Relationship Tips: How to Fight Fair
Relationship Advice: In any relationship, arguments are bound to happen. Successful couples are not measured by the frequency with which they argue or the politeness with which they argue. Rather, successful couples have a special ability to de-escalate arguments before they get out of hand (which is a great skill to model for your kids). Next time you and your partner get into a heated argument, try to de-escalate it by following these relationship tips:
- Stay seated. The simple act of standing up can intensify emotions and lead to premature exits. Sitting down while arguing can help you stay more in emotional control.
- Acknowledge that something the other person is saying has merit. A simple "I agree with you about that —" or "I can see why you feel that way —" may help to calm both of you down.
- Acknowledge that something you said might not have been helpful. "I'm sorry, I shouldn't have said that." We all say things in the heat of the moment; it's natural, but not helpful.
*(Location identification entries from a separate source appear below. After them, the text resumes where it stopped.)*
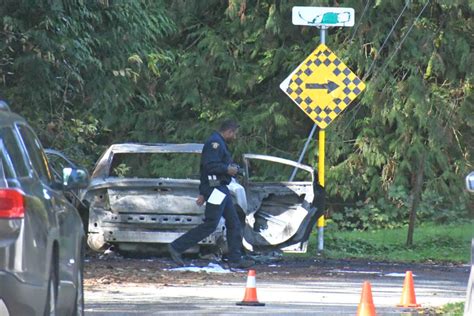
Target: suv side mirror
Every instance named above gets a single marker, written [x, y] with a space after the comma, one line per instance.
[470, 182]
[75, 178]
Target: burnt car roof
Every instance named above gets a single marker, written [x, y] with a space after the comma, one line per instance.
[101, 168]
[155, 147]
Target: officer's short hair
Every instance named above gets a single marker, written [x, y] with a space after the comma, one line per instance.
[229, 124]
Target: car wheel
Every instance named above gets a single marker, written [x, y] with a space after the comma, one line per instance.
[52, 295]
[79, 304]
[96, 242]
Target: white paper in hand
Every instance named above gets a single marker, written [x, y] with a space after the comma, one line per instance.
[216, 197]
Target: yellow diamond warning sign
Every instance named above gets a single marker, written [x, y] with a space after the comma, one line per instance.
[322, 86]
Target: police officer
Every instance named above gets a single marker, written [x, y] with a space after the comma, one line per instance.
[217, 170]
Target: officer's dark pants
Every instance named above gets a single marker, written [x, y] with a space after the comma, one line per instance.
[213, 214]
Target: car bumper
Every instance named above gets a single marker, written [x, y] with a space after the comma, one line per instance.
[20, 298]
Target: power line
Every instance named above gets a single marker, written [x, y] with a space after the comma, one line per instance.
[360, 20]
[403, 39]
[358, 106]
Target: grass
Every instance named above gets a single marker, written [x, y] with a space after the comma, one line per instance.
[431, 243]
[451, 309]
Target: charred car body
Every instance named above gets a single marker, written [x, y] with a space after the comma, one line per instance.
[138, 197]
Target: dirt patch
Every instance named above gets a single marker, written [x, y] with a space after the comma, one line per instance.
[113, 269]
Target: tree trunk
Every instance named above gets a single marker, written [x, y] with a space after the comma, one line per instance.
[415, 196]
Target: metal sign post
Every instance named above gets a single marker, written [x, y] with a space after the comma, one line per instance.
[322, 85]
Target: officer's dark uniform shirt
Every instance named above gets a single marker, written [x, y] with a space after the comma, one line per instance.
[215, 160]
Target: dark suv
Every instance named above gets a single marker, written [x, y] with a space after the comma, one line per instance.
[41, 234]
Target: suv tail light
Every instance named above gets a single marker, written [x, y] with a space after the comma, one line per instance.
[12, 204]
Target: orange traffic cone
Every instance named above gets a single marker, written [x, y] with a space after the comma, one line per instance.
[366, 306]
[408, 295]
[250, 297]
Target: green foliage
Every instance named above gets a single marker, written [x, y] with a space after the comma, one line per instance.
[450, 309]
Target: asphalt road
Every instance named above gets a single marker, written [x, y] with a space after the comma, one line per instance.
[334, 290]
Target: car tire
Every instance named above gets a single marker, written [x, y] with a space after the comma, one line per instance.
[52, 295]
[96, 242]
[79, 303]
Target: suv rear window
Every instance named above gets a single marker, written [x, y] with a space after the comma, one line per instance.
[155, 165]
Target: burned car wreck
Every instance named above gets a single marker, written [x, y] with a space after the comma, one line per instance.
[142, 197]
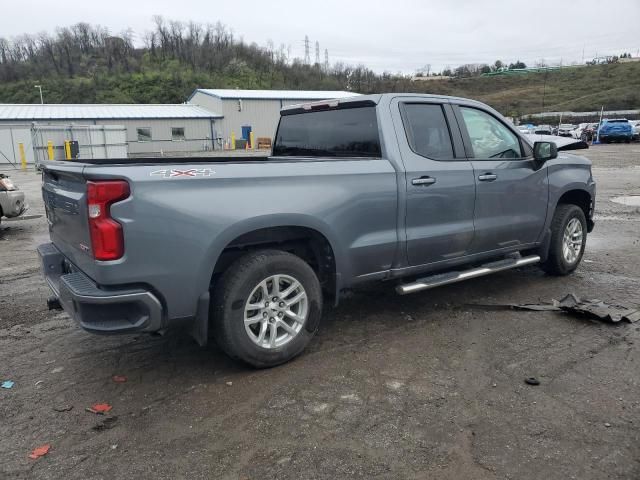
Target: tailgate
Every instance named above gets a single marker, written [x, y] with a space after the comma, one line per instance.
[64, 194]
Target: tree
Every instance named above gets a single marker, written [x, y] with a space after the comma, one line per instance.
[518, 64]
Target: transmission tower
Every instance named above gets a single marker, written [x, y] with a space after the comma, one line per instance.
[307, 55]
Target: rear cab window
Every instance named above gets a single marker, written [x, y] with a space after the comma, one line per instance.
[340, 132]
[427, 130]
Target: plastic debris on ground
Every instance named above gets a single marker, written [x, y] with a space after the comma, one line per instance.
[105, 424]
[99, 408]
[40, 451]
[63, 408]
[592, 308]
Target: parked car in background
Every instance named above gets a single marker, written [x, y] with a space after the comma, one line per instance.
[635, 125]
[589, 133]
[565, 129]
[542, 130]
[417, 190]
[577, 132]
[12, 202]
[615, 130]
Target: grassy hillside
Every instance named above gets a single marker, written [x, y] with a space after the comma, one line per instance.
[85, 64]
[614, 86]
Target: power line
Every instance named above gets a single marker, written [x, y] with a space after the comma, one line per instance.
[307, 56]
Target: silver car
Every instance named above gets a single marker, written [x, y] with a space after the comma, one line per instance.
[12, 202]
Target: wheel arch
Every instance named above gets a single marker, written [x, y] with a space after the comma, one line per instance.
[580, 197]
[306, 237]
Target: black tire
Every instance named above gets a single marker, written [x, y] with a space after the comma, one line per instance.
[556, 264]
[232, 292]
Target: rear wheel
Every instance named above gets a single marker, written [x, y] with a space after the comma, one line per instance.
[266, 308]
[568, 239]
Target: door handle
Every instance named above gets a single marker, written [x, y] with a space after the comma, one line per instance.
[423, 181]
[487, 177]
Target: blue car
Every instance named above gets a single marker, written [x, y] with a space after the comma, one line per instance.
[615, 130]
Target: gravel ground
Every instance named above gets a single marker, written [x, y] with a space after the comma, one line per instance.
[422, 386]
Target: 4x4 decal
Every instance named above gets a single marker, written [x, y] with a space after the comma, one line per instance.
[192, 172]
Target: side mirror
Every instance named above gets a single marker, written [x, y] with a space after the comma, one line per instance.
[543, 151]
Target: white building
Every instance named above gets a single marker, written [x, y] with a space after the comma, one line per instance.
[150, 129]
[256, 111]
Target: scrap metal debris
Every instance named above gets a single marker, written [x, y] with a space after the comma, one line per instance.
[592, 308]
[105, 424]
[99, 408]
[63, 408]
[599, 309]
[40, 451]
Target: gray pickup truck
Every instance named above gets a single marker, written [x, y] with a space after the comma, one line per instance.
[415, 190]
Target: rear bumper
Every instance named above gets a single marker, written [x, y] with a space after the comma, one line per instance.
[98, 309]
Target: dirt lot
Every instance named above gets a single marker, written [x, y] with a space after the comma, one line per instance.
[422, 386]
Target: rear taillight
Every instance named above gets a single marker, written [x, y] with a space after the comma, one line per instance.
[107, 240]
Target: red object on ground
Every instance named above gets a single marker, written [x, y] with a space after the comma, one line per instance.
[100, 408]
[40, 451]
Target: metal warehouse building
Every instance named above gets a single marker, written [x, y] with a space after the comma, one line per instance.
[150, 129]
[257, 111]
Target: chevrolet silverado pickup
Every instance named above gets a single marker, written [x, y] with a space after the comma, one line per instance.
[415, 190]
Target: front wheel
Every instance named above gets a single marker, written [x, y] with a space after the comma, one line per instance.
[568, 239]
[266, 308]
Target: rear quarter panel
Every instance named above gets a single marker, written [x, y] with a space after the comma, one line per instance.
[175, 228]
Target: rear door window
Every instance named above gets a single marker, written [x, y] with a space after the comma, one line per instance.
[345, 132]
[427, 130]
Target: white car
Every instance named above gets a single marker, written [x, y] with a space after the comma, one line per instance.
[577, 132]
[12, 202]
[635, 124]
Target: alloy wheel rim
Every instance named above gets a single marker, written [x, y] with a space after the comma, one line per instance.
[572, 240]
[276, 311]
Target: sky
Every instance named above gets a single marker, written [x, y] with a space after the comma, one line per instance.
[393, 36]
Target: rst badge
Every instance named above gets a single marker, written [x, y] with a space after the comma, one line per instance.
[174, 172]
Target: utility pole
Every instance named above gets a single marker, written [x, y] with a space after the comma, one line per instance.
[307, 56]
[39, 87]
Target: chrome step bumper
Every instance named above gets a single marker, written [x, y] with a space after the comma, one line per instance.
[453, 277]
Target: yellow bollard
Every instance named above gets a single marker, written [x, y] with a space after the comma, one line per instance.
[23, 157]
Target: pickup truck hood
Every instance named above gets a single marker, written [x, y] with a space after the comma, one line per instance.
[563, 143]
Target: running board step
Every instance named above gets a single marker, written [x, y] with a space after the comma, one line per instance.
[453, 277]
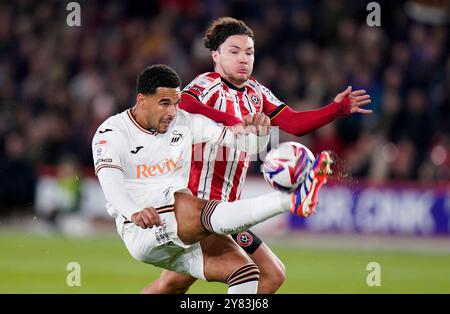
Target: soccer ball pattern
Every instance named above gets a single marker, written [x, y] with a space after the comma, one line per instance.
[287, 165]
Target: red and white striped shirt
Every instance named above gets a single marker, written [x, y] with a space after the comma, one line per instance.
[218, 173]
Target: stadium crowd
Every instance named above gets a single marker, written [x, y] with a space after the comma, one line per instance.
[58, 83]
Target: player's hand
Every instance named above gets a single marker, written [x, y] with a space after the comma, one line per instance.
[147, 218]
[354, 100]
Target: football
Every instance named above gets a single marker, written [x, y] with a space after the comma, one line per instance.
[287, 165]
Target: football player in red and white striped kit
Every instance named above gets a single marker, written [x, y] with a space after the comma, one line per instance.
[226, 96]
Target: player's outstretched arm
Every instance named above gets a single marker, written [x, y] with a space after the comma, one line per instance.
[300, 123]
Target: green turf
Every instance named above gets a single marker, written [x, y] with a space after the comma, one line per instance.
[37, 264]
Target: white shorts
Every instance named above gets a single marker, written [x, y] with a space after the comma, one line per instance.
[160, 246]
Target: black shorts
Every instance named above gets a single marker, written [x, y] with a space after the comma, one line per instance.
[248, 241]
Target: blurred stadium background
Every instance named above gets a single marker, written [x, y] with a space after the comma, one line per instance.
[389, 204]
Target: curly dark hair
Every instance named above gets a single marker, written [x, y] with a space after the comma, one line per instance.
[222, 28]
[158, 75]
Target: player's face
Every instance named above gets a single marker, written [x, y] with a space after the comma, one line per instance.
[161, 108]
[234, 59]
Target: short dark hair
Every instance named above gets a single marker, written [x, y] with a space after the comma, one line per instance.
[158, 75]
[222, 28]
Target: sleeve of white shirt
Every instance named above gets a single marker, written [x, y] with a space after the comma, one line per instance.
[206, 130]
[107, 150]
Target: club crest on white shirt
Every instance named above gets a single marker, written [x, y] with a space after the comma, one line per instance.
[176, 139]
[100, 148]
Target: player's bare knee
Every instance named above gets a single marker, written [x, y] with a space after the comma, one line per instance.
[173, 287]
[273, 278]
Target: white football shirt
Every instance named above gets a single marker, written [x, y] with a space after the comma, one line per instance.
[155, 165]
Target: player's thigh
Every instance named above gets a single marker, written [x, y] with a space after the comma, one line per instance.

Take the time to acknowledge that you said something out of line.
- Stick to the subject at hand and don't start raising too many relationship questions all at once. You're bound to feel overwhelmed and escalate the situation further.
- Be willing to be influenced by your partner's attempt to de-escalate. De-escalating takes cooperation to make it happen. Often, one person is so upset that he or she keeps ramping up the debate even when they know better. Follow your partner's lead.
- Try to express in a sentence or two the key thing you want your partner to understand (that you don't think he understands). Then listen to what he wants you to understand. Given your mutual understanding, ask one another "What are we willing to do to meet most of our concerns?" Any attempt to meet one another half-way is now more likely to succeed.
- Tell each other later that the de-escalation worked and you appreciate it. The first time it might take 30 minutes to de-escalate an argument, but after recognizing that it works, the second time might take 10 minutes and then after that just a few minutes to make things better. Positive reinforcement works wonders. (How else would we ever be able to potty train our kids?)